Frank asintió con un hosco gesto y se reacomodó en el sillón.
— Mi padre está muerto y yo no soy él —musitó con voz fría.
El viejo se incorporó con torpeza y cogió el bastón.
—Me hubiese gustado conocerte bajo otras circunstancias, muchacho, y no cuando el fuego está a un paso de quemarnos a los dos.
Frank se puso en pie. El viejo dio unos torpes pasos hacia él. Entonces, grave y formal, le tendió una mano. Los dedos le temblaban. Las morenas mejillas de Frank enrojecieron. Arrugó el ceño y miró la huesuda mano que se le ofrecía. Sintió que la rabia le borboteaba en el pecho: el gesto del viejo le pareció una impertinencia. Inmóvil, el viejo se mantuvo en su lugar disfrutando de la ira pintada en el rostro imperturbable de Frank.
— ¿No me darás la mano, muchacho? —le preguntó con su voz pedregosa y aguda.
Frank, en silencio, lo miró y lo enjuició: vio las cortas pestañas que rodeaban los maliciosos ojos diminutos, el brillo ladino que latía en las pupilas, las arrugas que le cubrían la frente y las mejillas, la severa boca torcida. Miró el cuerpo enjuto y disminuido, las manos huesudas, los nudillos blanquecinos. El cinismo en los gestos, la falsedad en la sonrisa, los calculados movimientos le resultaron detestables. El viejo no era más que un truhan, oculto bajo un disfraz de anciano.
—No—replicó luego de unos instantes—. Usted y yo no somos amigos, y jamás lo seremos.
El viejo soltó una risotada que reprimió enseguida.

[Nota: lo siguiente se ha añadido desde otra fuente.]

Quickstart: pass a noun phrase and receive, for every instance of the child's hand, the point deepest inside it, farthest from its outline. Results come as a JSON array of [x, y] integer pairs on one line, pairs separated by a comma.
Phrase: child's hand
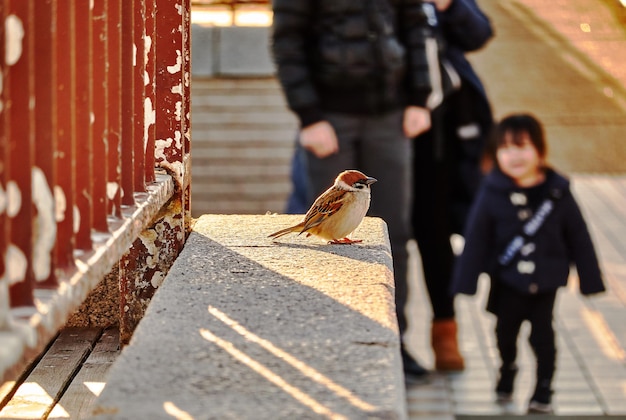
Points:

—No pretendía que lo tomaras como un gesto de amistad, muchacho—le dijo con una amplia sonrisa, que delataba unos dientes maltrechos—. Solamente quería despedirme de ti, antes de que dejaras esta vida.
Frank sonrió con una sonrisa mucho más amplia.
—Todavía no me dé por muerto—replicó—. Soy un hueso duro de roer. Además, pretendo llevarme varios de los suyos antes de caer.
La sonrisa del viejo se esfumó. Enrojeció y frunció duramente el ceño. Entonces asintió desmañadamente, giró sobre sus talones y salió del lugar sin volver la vista atrás. Frank lo miró alejarse. Enceguecido de ira, el viejo había olvidado que debía fingir una cojera inexistente y había caminado rápidamente hacia la salida. Frank sonrió y meneó la cabeza. Con un suspiro encendió otro cigarro y se sentó nuevamente en el sillón.